La palabra latina campus de la que deriva la española campo tiene los mismos significados que ésta: es una llanura que lo mismo sirve para cultivar como para hacer la guerra. Lo singular de esta palabra es que haya sido arrastrada con fuerza al campo militar. Para dos derivados que tiene relacionados con la agricultura (campesino y campiña), tiene casi una docena relacionados con la guerra: campamento, acampar, campeador, campeón, campeonato, campear, escampar, campaña, edecán (del fr., oficial auxiliar de un militar de grado superior), más todas las expresiones en que se usa campo con valor militar: campo de batalla, ayuda de campo, levantar el campo... Y un detalle más: ha saltado al alemán en kamp, que en principio significa cercado o coto, del que derivan kampf (lucha), kämpe (campeón), këmpfen (luchar), kämpfer (luchador). Si tenemos en cuenta que el latín tiene una palabra en exclusiva para el campo de cultivo (agrum) que nosotros no tenemos, veremos que desde la perspectiva léxica, la ocupación militar de los campos destinados a la agricultura, ha sido aplastante. Como forma superculta se usa agro en vez de campo, y sus derivados agricultor en vez de campesino (que, mira por dónde, tiene un cierto aire despectivo, junto con la expresión "ser de campo"), agrimensor, agrónomo...

Está bien claro, visto desde el léxico, que la guerra se ha adueñado del campo, y para nada bueno. Cuando eran las que llamamos guerras convencionales, era el destrozo de los campos por mucho tiempo. Recordemos lo que se decía del caballo de Atila, que por donde pasaba no volvía a crecer la hierba. No era sólo el caballo, era toda la hueste. Recordemos la táctica militar que se llama de tierra quemada, expresiva a más no poder. Recordemos la práctica de sembrar de sal los campos para que no se pudieran volver a cultivar. Recordemos los campos de minas, otra de las lindezas de la guerra. Recordemos la exfoliación de los bosques de Vietnam para que no pudieran esconderse en ellos los vietnamitas; recordemos Hiroshima y Nagasaki y la infinidad de pruebas nucleares. Recordemos las armas químicas, que lo mismo te envenenan el aire que el agua que los alimentos. Y por mucho que recordemos, nos dejaremos montones de horrores ecológicos de la guerra.

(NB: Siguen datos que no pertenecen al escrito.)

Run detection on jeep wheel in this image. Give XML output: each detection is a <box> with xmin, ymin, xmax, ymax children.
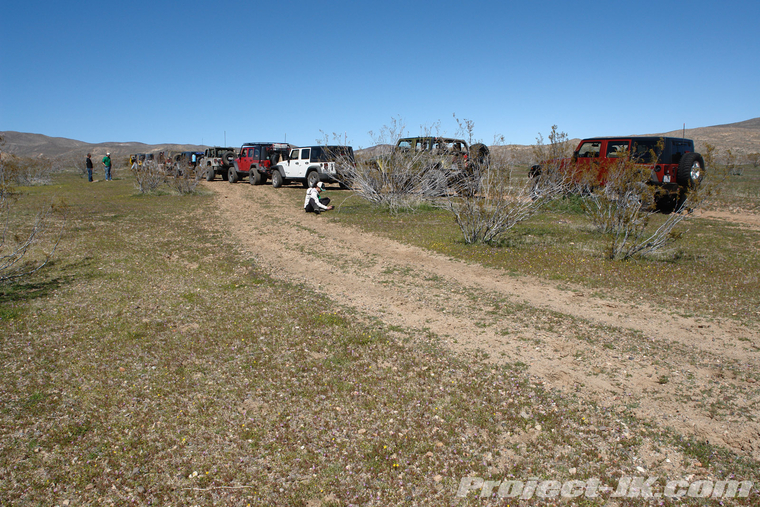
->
<box><xmin>248</xmin><ymin>171</ymin><xmax>264</xmax><ymax>185</ymax></box>
<box><xmin>676</xmin><ymin>153</ymin><xmax>705</xmax><ymax>188</ymax></box>
<box><xmin>303</xmin><ymin>171</ymin><xmax>319</xmax><ymax>188</ymax></box>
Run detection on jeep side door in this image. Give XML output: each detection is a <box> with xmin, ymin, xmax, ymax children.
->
<box><xmin>235</xmin><ymin>146</ymin><xmax>254</xmax><ymax>172</ymax></box>
<box><xmin>280</xmin><ymin>148</ymin><xmax>301</xmax><ymax>178</ymax></box>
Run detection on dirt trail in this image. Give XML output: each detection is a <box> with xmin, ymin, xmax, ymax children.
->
<box><xmin>208</xmin><ymin>182</ymin><xmax>760</xmax><ymax>459</ymax></box>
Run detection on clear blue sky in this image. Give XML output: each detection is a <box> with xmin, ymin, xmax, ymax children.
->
<box><xmin>0</xmin><ymin>0</ymin><xmax>760</xmax><ymax>147</ymax></box>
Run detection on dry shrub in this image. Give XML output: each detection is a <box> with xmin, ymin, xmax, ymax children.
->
<box><xmin>0</xmin><ymin>149</ymin><xmax>66</xmax><ymax>282</ymax></box>
<box><xmin>440</xmin><ymin>146</ymin><xmax>564</xmax><ymax>244</ymax></box>
<box><xmin>132</xmin><ymin>160</ymin><xmax>166</xmax><ymax>194</ymax></box>
<box><xmin>338</xmin><ymin>119</ymin><xmax>449</xmax><ymax>212</ymax></box>
<box><xmin>166</xmin><ymin>167</ymin><xmax>205</xmax><ymax>195</ymax></box>
<box><xmin>583</xmin><ymin>144</ymin><xmax>725</xmax><ymax>260</ymax></box>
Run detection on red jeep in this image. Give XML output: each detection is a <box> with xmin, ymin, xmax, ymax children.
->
<box><xmin>227</xmin><ymin>143</ymin><xmax>292</xmax><ymax>185</ymax></box>
<box><xmin>530</xmin><ymin>137</ymin><xmax>705</xmax><ymax>212</ymax></box>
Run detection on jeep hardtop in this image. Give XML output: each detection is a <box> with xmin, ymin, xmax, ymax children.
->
<box><xmin>198</xmin><ymin>146</ymin><xmax>237</xmax><ymax>181</ymax></box>
<box><xmin>272</xmin><ymin>145</ymin><xmax>354</xmax><ymax>188</ymax></box>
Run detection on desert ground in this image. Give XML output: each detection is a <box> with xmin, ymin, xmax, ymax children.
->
<box><xmin>214</xmin><ymin>182</ymin><xmax>760</xmax><ymax>460</ymax></box>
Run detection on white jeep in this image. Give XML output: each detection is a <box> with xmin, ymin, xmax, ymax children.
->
<box><xmin>272</xmin><ymin>146</ymin><xmax>354</xmax><ymax>188</ymax></box>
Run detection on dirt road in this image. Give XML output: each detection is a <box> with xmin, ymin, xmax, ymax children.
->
<box><xmin>207</xmin><ymin>182</ymin><xmax>760</xmax><ymax>459</ymax></box>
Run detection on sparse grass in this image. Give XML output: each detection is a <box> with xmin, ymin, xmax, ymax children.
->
<box><xmin>0</xmin><ymin>175</ymin><xmax>760</xmax><ymax>506</ymax></box>
<box><xmin>331</xmin><ymin>169</ymin><xmax>760</xmax><ymax>322</ymax></box>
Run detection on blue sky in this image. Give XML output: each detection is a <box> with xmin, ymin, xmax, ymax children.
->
<box><xmin>0</xmin><ymin>0</ymin><xmax>760</xmax><ymax>147</ymax></box>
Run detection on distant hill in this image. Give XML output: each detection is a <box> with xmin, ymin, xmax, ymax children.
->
<box><xmin>0</xmin><ymin>118</ymin><xmax>760</xmax><ymax>163</ymax></box>
<box><xmin>357</xmin><ymin>118</ymin><xmax>760</xmax><ymax>164</ymax></box>
<box><xmin>0</xmin><ymin>131</ymin><xmax>205</xmax><ymax>163</ymax></box>
<box><xmin>661</xmin><ymin>118</ymin><xmax>760</xmax><ymax>156</ymax></box>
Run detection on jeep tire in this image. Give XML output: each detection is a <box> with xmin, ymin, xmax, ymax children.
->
<box><xmin>303</xmin><ymin>170</ymin><xmax>319</xmax><ymax>188</ymax></box>
<box><xmin>676</xmin><ymin>153</ymin><xmax>705</xmax><ymax>188</ymax></box>
<box><xmin>248</xmin><ymin>167</ymin><xmax>265</xmax><ymax>185</ymax></box>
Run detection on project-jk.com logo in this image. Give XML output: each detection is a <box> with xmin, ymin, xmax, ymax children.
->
<box><xmin>456</xmin><ymin>476</ymin><xmax>753</xmax><ymax>500</ymax></box>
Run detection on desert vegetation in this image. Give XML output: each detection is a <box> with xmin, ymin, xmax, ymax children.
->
<box><xmin>0</xmin><ymin>126</ymin><xmax>760</xmax><ymax>507</ymax></box>
<box><xmin>0</xmin><ymin>138</ymin><xmax>66</xmax><ymax>283</ymax></box>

Pero no es sólo recordar. Ahora nos toca contemplar con sosiego, sin mudar el semblante mientras comemos o cenamos (estamos tan hechos a todo, que ni nos quitará el apetito ni nos cortará la digestión), además de los indecibles horrores humanos de la guerra, el constante y profundo desastre ecológico. ¡Fuego! Es la orden suprema de la guerra tanto para los buenos como para los malos. En la guerra es cuestión de pegarle fuego a todo lo que pueda incendiarse. Cuanto más, mejor. Y si son grandes depósitos de petróleo hoy y grandes petroleros mañana, no importa; la atmósfera puede tragar lo que le echen, y el mar también. Son insignificantes daños colaterales, con los que no debemos inquietar a los heroicos combatientes. Vendrán más, pero también lo asumiremos. La guerra es la guerra.